Weighted trees

[Christian G. Bower]

> The hard case is to give each node at level k weight k.
> If we take the root level to be level 1, we get the following
> number of trees (these are hand-calculated, so there might be mistakes):
 
> 1,0,1,0,1,1,1,1,2,2,3,3,4,5,7,7
 
> The Euler transform of this is the number of trees taking
> the root to be at level 0:
 
> 1,1,1,2,2,3,5,6,8,12,16,22,31,41,56,78,104
 
> (the offset here is zero).  This sequence was mechanically
> calculated from the previous one.
 
> (1) Can somebody verify these?
> (2) ... extend them?
> (3) Is there a fairly easy way to calculate them?
 
> Note that neither is in the OEIS (assuming I have calculated them
correctly).

Let a<k>(n) be the number of rooted trees taking root to be level k.

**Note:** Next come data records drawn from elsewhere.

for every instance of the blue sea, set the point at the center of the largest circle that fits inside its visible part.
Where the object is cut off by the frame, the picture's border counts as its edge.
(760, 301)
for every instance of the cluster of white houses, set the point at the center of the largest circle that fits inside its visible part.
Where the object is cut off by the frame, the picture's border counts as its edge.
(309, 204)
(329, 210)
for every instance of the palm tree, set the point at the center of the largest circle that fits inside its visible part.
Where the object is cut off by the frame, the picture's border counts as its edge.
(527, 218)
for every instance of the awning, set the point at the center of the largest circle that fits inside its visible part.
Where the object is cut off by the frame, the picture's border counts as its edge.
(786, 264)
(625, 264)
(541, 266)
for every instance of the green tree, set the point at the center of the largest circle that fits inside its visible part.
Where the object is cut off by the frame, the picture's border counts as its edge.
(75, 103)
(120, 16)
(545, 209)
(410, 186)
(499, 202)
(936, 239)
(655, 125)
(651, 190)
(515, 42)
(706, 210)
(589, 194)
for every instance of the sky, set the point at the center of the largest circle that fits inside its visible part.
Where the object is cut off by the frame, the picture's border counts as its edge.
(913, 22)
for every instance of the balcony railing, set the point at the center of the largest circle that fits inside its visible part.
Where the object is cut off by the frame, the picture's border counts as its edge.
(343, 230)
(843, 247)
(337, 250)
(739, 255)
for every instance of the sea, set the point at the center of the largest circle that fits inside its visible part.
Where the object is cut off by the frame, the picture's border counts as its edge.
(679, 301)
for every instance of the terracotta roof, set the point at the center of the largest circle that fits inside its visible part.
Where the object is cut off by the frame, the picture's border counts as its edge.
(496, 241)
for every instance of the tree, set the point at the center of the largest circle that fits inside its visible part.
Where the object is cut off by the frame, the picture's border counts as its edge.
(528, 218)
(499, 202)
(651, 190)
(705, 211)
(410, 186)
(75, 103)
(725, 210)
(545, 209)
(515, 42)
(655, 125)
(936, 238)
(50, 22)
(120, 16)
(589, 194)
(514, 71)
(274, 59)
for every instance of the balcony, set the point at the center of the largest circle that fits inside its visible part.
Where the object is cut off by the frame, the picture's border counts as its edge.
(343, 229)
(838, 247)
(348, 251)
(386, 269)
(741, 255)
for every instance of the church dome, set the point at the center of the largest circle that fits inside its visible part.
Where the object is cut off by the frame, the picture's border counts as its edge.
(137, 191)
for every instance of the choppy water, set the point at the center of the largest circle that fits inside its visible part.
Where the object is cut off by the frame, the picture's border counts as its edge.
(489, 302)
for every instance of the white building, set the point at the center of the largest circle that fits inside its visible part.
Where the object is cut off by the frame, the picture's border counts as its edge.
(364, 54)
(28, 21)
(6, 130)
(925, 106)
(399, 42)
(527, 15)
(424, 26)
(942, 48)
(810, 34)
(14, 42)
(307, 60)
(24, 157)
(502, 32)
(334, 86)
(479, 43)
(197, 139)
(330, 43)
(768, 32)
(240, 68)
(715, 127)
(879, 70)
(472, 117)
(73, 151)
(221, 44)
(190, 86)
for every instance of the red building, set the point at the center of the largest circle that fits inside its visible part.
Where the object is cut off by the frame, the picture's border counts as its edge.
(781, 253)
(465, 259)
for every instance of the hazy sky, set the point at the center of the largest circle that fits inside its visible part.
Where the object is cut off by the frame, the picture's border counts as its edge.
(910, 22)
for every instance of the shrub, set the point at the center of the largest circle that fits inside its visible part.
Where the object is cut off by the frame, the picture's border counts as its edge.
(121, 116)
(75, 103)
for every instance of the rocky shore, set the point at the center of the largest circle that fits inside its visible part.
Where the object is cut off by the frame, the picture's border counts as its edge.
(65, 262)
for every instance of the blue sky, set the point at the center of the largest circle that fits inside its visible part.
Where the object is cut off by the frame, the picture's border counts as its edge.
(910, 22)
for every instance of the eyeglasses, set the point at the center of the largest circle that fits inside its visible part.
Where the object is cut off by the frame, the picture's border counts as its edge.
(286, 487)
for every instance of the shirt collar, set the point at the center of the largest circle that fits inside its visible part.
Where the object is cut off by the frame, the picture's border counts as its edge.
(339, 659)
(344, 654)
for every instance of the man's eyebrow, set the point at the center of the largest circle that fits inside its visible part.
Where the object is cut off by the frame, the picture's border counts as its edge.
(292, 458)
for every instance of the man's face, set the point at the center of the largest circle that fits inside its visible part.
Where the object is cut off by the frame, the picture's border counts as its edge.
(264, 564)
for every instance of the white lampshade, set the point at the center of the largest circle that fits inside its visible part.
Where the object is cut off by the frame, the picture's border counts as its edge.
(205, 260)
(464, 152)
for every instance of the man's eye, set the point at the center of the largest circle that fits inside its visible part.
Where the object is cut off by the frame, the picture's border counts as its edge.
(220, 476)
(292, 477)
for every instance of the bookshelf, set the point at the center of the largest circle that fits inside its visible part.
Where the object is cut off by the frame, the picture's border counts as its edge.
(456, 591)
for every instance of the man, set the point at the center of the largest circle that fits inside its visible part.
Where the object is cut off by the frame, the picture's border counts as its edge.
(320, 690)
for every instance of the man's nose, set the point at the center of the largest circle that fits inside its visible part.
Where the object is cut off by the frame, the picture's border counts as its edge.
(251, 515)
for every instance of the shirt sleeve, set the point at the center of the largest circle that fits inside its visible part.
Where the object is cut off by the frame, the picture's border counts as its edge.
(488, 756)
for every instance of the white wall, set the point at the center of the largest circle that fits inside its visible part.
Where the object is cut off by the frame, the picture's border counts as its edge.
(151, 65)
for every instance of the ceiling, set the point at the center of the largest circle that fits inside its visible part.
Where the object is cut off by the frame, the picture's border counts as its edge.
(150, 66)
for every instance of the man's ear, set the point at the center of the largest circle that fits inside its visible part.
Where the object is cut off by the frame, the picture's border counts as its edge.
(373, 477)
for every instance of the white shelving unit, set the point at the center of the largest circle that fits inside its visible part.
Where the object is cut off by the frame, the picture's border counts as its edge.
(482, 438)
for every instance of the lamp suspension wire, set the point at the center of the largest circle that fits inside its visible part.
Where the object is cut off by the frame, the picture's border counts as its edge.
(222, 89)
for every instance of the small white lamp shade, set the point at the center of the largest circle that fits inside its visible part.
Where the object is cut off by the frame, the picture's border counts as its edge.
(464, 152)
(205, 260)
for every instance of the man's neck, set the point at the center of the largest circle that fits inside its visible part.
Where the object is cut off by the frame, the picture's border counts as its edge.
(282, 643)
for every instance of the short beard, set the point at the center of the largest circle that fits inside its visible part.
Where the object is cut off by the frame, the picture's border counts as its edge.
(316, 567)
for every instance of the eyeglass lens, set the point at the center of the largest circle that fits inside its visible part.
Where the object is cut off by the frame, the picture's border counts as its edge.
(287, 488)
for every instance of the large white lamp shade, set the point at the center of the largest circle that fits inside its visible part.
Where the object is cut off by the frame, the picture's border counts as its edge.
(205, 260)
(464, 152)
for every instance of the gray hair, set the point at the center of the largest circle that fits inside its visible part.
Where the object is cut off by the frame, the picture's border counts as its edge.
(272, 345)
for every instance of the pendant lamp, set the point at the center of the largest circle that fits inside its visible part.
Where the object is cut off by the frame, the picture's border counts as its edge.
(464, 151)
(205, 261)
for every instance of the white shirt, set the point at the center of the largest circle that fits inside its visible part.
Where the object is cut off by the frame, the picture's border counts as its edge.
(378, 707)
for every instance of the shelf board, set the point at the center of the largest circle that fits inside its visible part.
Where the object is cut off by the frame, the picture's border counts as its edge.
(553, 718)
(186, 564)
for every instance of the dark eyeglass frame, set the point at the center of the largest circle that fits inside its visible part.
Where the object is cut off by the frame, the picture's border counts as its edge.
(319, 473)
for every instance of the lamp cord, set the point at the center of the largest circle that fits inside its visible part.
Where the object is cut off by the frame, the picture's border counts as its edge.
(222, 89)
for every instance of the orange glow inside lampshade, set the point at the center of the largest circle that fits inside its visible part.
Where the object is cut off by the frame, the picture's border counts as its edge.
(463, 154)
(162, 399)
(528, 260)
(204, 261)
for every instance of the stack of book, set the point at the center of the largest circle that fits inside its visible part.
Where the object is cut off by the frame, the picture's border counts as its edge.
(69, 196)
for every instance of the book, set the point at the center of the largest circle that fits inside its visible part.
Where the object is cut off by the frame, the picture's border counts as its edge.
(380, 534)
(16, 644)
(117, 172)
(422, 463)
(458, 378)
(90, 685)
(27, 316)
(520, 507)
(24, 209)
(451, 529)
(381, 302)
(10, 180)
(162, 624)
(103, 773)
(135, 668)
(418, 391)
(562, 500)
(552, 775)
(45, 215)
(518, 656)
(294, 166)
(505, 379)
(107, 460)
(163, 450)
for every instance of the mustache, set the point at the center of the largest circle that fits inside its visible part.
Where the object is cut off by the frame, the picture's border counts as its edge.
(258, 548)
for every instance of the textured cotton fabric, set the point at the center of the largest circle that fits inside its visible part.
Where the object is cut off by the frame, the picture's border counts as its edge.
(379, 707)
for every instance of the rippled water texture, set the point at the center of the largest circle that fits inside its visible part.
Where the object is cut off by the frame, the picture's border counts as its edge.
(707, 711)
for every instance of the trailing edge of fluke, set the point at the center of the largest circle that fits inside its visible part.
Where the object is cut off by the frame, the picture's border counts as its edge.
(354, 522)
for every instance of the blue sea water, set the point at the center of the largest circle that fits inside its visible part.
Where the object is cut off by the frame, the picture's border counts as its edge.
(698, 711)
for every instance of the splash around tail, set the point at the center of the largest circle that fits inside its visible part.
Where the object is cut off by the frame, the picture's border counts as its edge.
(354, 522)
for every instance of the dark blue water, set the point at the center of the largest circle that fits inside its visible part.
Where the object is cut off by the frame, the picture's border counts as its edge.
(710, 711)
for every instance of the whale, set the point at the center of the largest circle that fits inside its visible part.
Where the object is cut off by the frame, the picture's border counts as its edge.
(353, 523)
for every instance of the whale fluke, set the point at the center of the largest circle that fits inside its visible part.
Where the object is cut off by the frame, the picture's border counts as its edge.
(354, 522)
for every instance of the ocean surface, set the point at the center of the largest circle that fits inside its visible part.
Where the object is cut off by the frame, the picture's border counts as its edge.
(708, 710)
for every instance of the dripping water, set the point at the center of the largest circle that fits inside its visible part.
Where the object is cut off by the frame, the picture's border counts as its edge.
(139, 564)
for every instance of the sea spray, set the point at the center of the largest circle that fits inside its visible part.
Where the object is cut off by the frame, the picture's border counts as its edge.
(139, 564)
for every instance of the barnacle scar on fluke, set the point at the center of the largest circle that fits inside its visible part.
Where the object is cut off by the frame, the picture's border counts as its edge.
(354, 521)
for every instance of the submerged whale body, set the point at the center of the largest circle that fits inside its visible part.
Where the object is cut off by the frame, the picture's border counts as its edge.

Then a<k>(n) is Euler transform of a<k+1>(n) shifted right k places.

Let us take a<k>(n) to be the sequence with a<k>(k) = 1 and all other 0.
This is accurate for n=0 to 2k so this is good enough to calculate
a<0>(n) for n = 0 to 2k.  Actually it's a lot better than that.

So we take a<k-1>(n) as Euler a<k>(n) shifted right k-1 places.
Keep repeating until we reach a<0>(n).

We only need to invoke a<k>(n) to calculate a<0>(n) for a particular n
if one of the rooted trees has height at least n.  The lighted rooted
tree of height n sticks straight up with weight tri(n) = n*(n+1)/2.
Thus if n=100, k=13 is enough.

Example from k=5.

All sequences start at 0:

a<5>(n) 0 0 0 0 0 1 0 0 0 0 0 0 0 0 0 0 0 0 0 0
(only accurate to n=10)
a<4>(n) 0 0 0 0 1 0 0 0 0 1 0 0 0 0 1 0 0 0 0 1
(accurate to n=14)
a<3>(n) 0 0 0 1 0 0 0 1 0 0 0 1 1 0 0 1 1 1 0 1
(accurate to n=17)
a<2>(n) 0 0 1 0 0 1 0 0 1 1 0 1 1 1 2 1 2 3 2 3
(accurate to n=19)
a<1>(n) 0 1 0 1 0 1 1 1 1 2 2 3 3 4 5 7 7 11 12 16
(accurate to n=20)
a<0>(n) 1 1 1 2 2 3 5 6 8 12 16 22 31 41 56 78 104 142 194 260
(accurate to n=20)

PS

If you'll excuse my retentiveness, it would be nice to call
trees: trees and rooted trees: rooted trees since both are in the
EIS in abundance and they are not the same thing.